Mathematics Events
[PAST EVENT] Defining and Ensuring Algorithmic Fairness in Artificial Intelligence
Title: Defining and Ensuring Algorithmic Fairness in Artificial Intelligence
Abstract: Artificial intelligence is increasingly used to make decisions about people in social domains. Failure to take into account its effects on people’s lives risks grave consequences, including enacting and perpetuating discrimination, and more broadly creating AI systems imbued with values we do not intend or desire. In this talk, I will detail the development over the last few years of increasingly sophisticated approaches to formalize and understand the normative impact of AI, and my own contributions to these approaches. Using examples from binary classification, influence maximization, and hiring markets, I will illustrate through theory and experiments the impact that considerations of fairness have in creating and analyzing algorithms. I will provide algorithms for ensuring group-level fairness in binary classification problems, algorithms for how to more equitably spread information in a social network, and a new approach to defining fairness in hiring markets. This work demonstrates how explicit mathematical modeling of the social impact of decision making can reveal new ways to capture the moral impacts of AI, and emphasizes that further progress in this area will be made by creating AI specifically for the surrounding social context in which it is embedded.

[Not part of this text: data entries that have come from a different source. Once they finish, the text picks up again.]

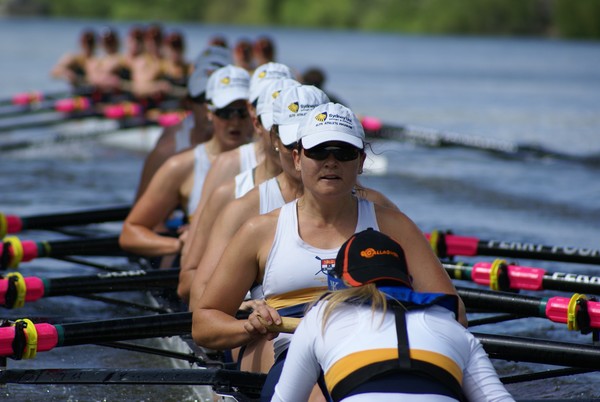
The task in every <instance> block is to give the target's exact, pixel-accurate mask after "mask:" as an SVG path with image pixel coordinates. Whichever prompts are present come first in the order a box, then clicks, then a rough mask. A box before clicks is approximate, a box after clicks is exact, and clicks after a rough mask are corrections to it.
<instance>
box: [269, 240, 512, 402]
mask: <svg viewBox="0 0 600 402" xmlns="http://www.w3.org/2000/svg"><path fill="white" fill-rule="evenodd" d="M407 252H408V251H407V249H405V248H403V247H402V246H401V245H400V244H399V243H398V242H396V241H395V240H393V239H392V238H390V237H388V236H386V235H385V234H383V233H381V232H378V231H375V230H373V229H367V230H365V231H362V232H360V233H357V234H355V235H353V236H352V237H351V238H350V239H349V240H348V241H346V242H345V243H344V244H343V245H342V247H341V248H340V250H339V252H338V254H337V258H336V260H335V267H334V268H332V269H331V270H330V271H329V272H328V273H329V275H331V278H330V284H334V285H336V287H337V288H338V289H339V288H341V290H337V291H334V292H331V293H328V294H326V295H325V296H323V297H321V298H320V300H319V301H318V302H317V303H316V304H315V305H314V306H313V307H312V308H311V309H310V310H309V311H308V312H307V314H306V315H305V317H304V318H303V319H302V321H301V323H300V325H299V326H298V328H297V329H296V331H295V334H294V336H293V338H292V342H291V345H290V347H289V350H288V353H287V358H286V361H285V364H284V367H283V371H282V374H281V378H280V379H279V382H278V383H277V385H276V387H275V393H274V397H273V399H272V401H286V402H295V401H298V402H300V401H306V400H307V398H308V397H309V395H310V392H311V390H312V388H313V385H314V384H315V382H316V381H317V379H318V378H319V373H320V372H321V370H323V372H324V374H325V375H324V380H325V383H326V386H327V390H328V391H329V394H330V395H331V396H332V398H333V400H334V401H340V400H344V401H374V400H376V401H382V402H385V401H398V400H404V399H406V400H411V401H425V400H426V401H440V402H441V401H467V400H468V401H478V402H479V401H481V402H485V401H496V402H499V401H514V399H513V398H512V397H511V396H510V394H509V393H508V392H507V391H506V389H505V388H504V386H503V385H502V383H501V382H500V380H499V378H498V375H497V374H496V371H495V370H494V367H493V366H492V363H491V362H490V360H489V358H488V356H487V354H486V353H485V351H484V350H483V347H482V346H481V343H480V342H479V341H478V340H477V338H475V337H474V336H473V335H472V334H471V333H470V332H469V331H468V330H467V329H465V328H464V327H463V326H461V325H460V324H459V323H458V322H457V321H456V314H457V307H458V304H457V301H458V299H457V297H456V296H455V295H449V294H444V293H420V292H415V291H414V290H413V288H412V284H411V282H412V281H411V275H410V274H409V269H408V266H407V259H406V258H405V254H406V253H407ZM411 272H412V271H411ZM330 288H331V286H330Z"/></svg>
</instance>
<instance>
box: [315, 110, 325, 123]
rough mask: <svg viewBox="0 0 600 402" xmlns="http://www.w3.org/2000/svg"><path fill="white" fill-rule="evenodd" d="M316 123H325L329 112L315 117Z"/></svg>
mask: <svg viewBox="0 0 600 402" xmlns="http://www.w3.org/2000/svg"><path fill="white" fill-rule="evenodd" d="M315 120H316V121H325V120H327V112H323V113H319V114H318V115H316V116H315Z"/></svg>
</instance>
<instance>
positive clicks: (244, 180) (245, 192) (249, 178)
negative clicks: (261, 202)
mask: <svg viewBox="0 0 600 402" xmlns="http://www.w3.org/2000/svg"><path fill="white" fill-rule="evenodd" d="M253 188H254V168H252V169H246V170H244V171H243V172H242V173H240V174H238V175H237V176H235V198H236V199H237V198H242V197H243V196H244V195H246V193H247V192H248V191H250V190H252V189H253Z"/></svg>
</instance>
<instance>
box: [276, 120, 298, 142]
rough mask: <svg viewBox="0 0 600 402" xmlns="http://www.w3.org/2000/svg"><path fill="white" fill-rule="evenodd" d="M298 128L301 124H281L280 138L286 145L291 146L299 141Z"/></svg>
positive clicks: (278, 128)
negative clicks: (291, 145)
mask: <svg viewBox="0 0 600 402" xmlns="http://www.w3.org/2000/svg"><path fill="white" fill-rule="evenodd" d="M298 126H299V124H280V125H279V127H278V129H279V138H280V139H281V142H283V144H284V145H291V144H293V143H294V142H296V141H298Z"/></svg>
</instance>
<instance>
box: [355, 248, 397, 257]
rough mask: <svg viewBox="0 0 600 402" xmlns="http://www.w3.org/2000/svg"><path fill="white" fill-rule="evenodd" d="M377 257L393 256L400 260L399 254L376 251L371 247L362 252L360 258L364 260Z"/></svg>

Bio: Ben Fish is a postdoctoral fellow at Mila hosted by Fernando Diaz, which he joined after moving from the Fairness, Accountability, Transparency, and Ethics (FATE) Group at Microsoft Research Montreal, also hosted by Fernando Diaz. His research develops methods for machine learning and other computational systems that incorporate human values and social context. This includes scholarship in fairness and ethics in machine learning and learning over social networks. He received his Ph.D. from the University of Illinois at Chicago as a member of the Mathematical Computer Science group. He was previously a visiting researcher at the University of Melbourne and the University of Utah, and earned a B.A. from Pomona College in Mathematics and Computer Science.